Up until quite recently, the costs of doing this were sometimes difficult to justify. But those barriers are now being shattered by the efficiencies of scale enabled by cloud-based platforms and translator productivity improvements enabled by machine translation. We can do a lot more, for a lot less.

2. “Do as the Romans do…”

Show your audience that you ‘get’ them on a local level.

We mentioned US-Hispanic earlier.  If you’re creating content for that audience, are you using the right Hispanic?  It’s not the same as Latin-American Spanish or Castilian Spanish.  Similarly, if you’re targeting an audience in Montreal, are you using Canadian-French or European French?  It may seem relatively trivial: the reader can still understand, after all. But now you have an opportunity to make them feel valued AND create effective SEO.

Optimizing voiceover translations, sub-titles and multimedia file structure is also important here; as are animations and imagery. Your translation agency will understand how to parse these elements to be effective locally: they understand that a simple copy/paste is not going to cut the metaphorical mustard…

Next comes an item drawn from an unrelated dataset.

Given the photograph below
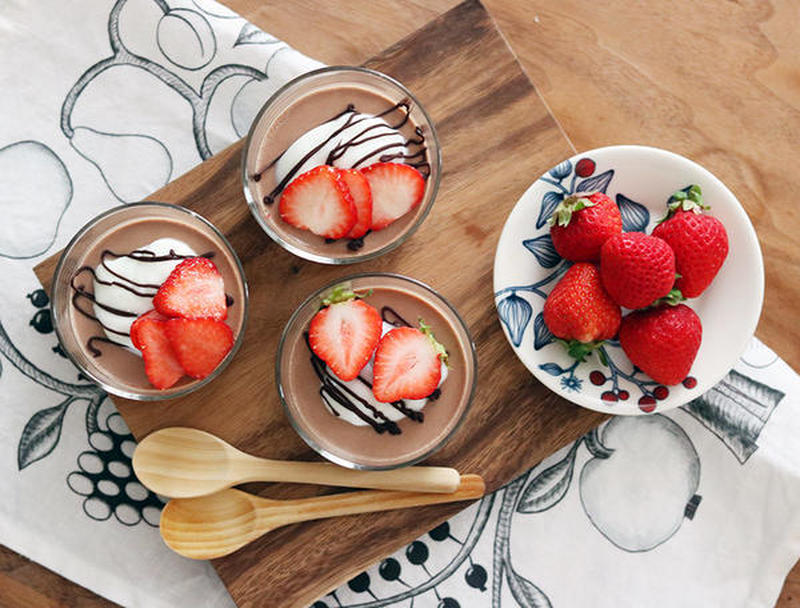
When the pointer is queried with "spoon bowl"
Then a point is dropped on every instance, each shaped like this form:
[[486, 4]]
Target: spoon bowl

Finally, don’t forget the Googles, Bings and Baidu’s of the interwebs. What search engines are being used in your target locale? China, Russia, eastern Europe and Korea all require extra attention to make your optimization efforts successful.

3. Build it strong!

It’s often a surprise to learn that hosting companies are often unprepared for a sudden surge in users from multiple locales. You may need to acquire country-specific top-level domains (ccTLD) for each new locale you target or create subdomains and directories for each new location and language. Engage a translation partner that understands the intricacies of your needs. There is no one-size-fits all solution!

And it may seem obvious, but will your sites work in every region? Links need to work; pages need to load quickly. Your translation team will want a good working relationship with the IT teams to address issues as they arise.

In conclusion: international SEO is essential for global success, and there are a lot of moving parts!  But these fundamentals: Do as the Romans do and build it right, will help you enormously. So will the right translation partner.